Nous reproduiisons intégralement ci-dessous les remarquables textes des cartels, très pédagogiques et intéressants :

Femme repassant, Paris [décembre] 1901
Entre la fin de l’été et le début de l’automne 1901, Picasso visite la prison pour femmes de Sant-Lazare, à Paris, qui lui permet d’observer au plus près la misère humaine. La prison tenue par des religeuses est un microcosme où vivent et survivent un millier de femmes et enfants en bas âge, chacune ayant un rôle dans la communauté, la repasseuse qu’il peint est peut-être l’une d’entre elles. Picasso réalise de nombreux croquis qu’il reprend à l’atelier. Comme Daumier et Degas avant lui, il portraiture ici une repasseuse, échine courbée sur sa planche, joues creusées et yeux caves et clos. Ce tableau monochrome fait partie des premières expériences que l’on rattahe à la « période bleue » marquée par l’influence du Gréco. Il est dédicacé à Jaime Sabartès, un ami de Barcelone qui rejoint Picasso à Paris à l’automne 1901.

Femme au peigne, [Été-automne] 1906

Trois femmes à la fontain, . Fontainebleau, été 1921
Au cours d’un séjour à Fontainebleau à l’été 1921, Picasso observe de près les fontaines richement ornées du parc ; les stèles funéraires d’influence grecque qui s’y trouvent lui servent de modèle. L’art maniériste du Primatice et ses suiveurs qu’il peut aussi voir sur place nourrissent son œuvre. Ici, trois femmes aux formes puissantes – leurs corps comme des colonnes cannelées – portent des tuniques à l’antique. On retrouve également l’influence de la sculpture grecque et de la peinture hellénistique et pompéienne. Telles des divinités fluviales, elles viennent chercher de l’eau et évoquent symboliquement la vie et par extension, la fécondité. Pour la construction rigoureuse, Picasso s’inspire aussi de l’art de Poussin (Éliézer et Rebecca). Le tableau est un exemple magistral du néoclassicisme du peintre qui poursuit parallèlement ses recherches cubistes.
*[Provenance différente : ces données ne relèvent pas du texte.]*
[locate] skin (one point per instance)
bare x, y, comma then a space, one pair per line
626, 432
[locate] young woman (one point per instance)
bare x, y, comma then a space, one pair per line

La Flûte de Pan, Antibes, été 1923
Picasso réalise ici la synthèse de trois influences : l’idéal clasique, la peinture de Cézanne et le maniérisme de l’École de Fontainebleau. Les figures masculines, tels des pêcheurs contemporains d’Ulysse ou des bergers jouent de la flûte de Pan dans une Arcadie rêvée. Campés dans un espace géométrisé évoquant l’architecture contemporaine ou bien la scène et les coulisses du théâtre antique, ils sont massifs et immobiles à la manière des figures de Cézanne. L’un se concentre sur la musique de son instrument, l’autre, ou contrapposto subtil regarde vers l’horizon avec une certaine mélancolie dans une atmosphère ponctuée de quelques couleurs. Les dessins préparatoires et les radiographies de l’œuvre nous indiquent qu’il existait un personnage féminin dans la compositin initiale. Cette œuvre représente à la fois l’apogée du classicisme méditerranéen de Picasso et un adieu à cette peinture.

Arlequin musicien, 1924
Une année avant la réalisation de ce tableau, Cocteau donne en cadeau à Picasso un costume d’Arlequin comme un clin d’œil à sa période rose. Tout au long de sa vie l’artiste a peint ce motif. Fréquemment, Picasso lui a prêté les traits de son propre visage. « Arlequin est la diversité personnifiée. Comme le diable il est pluriel. Son costume prismatique, marqueur initial de sa pauvreté, est une somme de fragments ; un tel patchwork sied parfaitement à ce parangon de fantaisie aux mœurs si changeantes » écrit Yves-Alain Blois. Au-delà de la déconstruction du visage et de la multiplicité des plans colorés, une liberté décorative se dégage de la toile avec ce personnage de la Commedia dell’Arte transformé en guitarrista espagnol
Portrait de Marie-Thérèse » 6 janvier 1937 ci-dessus en exergue
Marie-Thérèse, le bras plié, l’index posé délicatement près de son visage, prend la pose méditative de Madame Moitessier immortalisée par Ingres en 1856. L’influence du maître se ressent également dans le jeu des couleurs et l’évocation subtile du drapé. Le rouge et le jaune du chapeau de paille évoquent symboliquement la présence du peintre dans le tableau comme le motif arlequin du dossier, lui aussi rouge et jaune. La souveraineté de cette reine de carte à jouer trônant sur son fauteuil est menacée par les distorsions de l’espage – plafond bas, obliques des murs et plan incliné du sol – qui dérangent le calme apparent de la scène. Picasso passe d’une surface délibérément plane et épurée – comme ici l’architecture – à un modelé du corps plus vigoureux associé à la luxuriance chromatique. Le visage déconstruit en facettes rappelle les expériences cubistes.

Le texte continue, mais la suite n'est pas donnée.